Эртемиза тихо хихикала и, прячась от дяди, который как пить дать велел бы ей идти на прогулку вместо того чтобы слушать брань хмельного вояки, сползала под стол, где опиралась спиной на одну из дубовых ножек и слушала исповедь синьора Перруччи до самого конца. И пока она в полутьме под скатертью чертила на серой бумаге большого неуклюжего медведя в феске, с досадой отмахивавшегося лапой от назойливой венецианской осы, перед глазами ее восставали картины тех давних баталий.

Сорок пять дней преисподней — и Никосия пала под османскими пушечными ядрами и ятаганами, один из которых снес голову командующему обороной острова, тому самому Дандоло.

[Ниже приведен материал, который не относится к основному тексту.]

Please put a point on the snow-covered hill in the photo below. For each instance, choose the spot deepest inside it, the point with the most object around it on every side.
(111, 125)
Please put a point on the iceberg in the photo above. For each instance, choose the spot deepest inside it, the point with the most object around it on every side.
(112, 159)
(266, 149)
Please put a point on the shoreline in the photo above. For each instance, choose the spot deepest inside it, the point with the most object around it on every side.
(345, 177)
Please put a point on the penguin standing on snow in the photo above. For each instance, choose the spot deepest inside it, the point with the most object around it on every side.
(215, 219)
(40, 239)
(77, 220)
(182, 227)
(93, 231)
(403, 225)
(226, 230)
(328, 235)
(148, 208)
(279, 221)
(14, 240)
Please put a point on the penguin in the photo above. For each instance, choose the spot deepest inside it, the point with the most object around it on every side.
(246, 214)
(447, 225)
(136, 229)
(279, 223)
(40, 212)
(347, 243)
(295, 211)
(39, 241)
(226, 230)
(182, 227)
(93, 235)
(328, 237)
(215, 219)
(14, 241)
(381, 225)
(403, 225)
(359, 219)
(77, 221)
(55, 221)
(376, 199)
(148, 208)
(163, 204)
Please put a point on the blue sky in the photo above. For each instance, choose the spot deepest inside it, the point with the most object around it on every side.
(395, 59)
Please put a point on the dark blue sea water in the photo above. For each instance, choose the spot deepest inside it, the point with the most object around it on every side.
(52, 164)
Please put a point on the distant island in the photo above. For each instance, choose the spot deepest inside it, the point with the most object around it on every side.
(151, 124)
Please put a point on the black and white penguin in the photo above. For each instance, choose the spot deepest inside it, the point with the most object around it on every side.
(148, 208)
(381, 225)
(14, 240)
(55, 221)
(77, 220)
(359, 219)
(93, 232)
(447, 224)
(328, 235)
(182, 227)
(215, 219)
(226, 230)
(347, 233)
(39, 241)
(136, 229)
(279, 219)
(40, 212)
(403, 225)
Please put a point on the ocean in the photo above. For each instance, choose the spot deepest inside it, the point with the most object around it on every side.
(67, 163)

Выложив ее в чашу для пущего устрашения, Лала Мустафа-паша отправил своего гонца к последней сопротивлявшейся венецианской крепости. Это была Фамагуста, где нес службу в гарнизоне синьор Перруччи.

— Пусть покоятся с миром души героев, Брагадина и Бальони! — восклицал «генерал» и, расплескивая, вскидывал свой бокал, будто саблю. — Уж они не были слабаками, как предатель Дандоло!

Командиры Маркантонио Брагадин и Асторре Бальони отказались сдавать Фамагусту, и янычары начали долгую, изматывающую обитателей крепости осаду.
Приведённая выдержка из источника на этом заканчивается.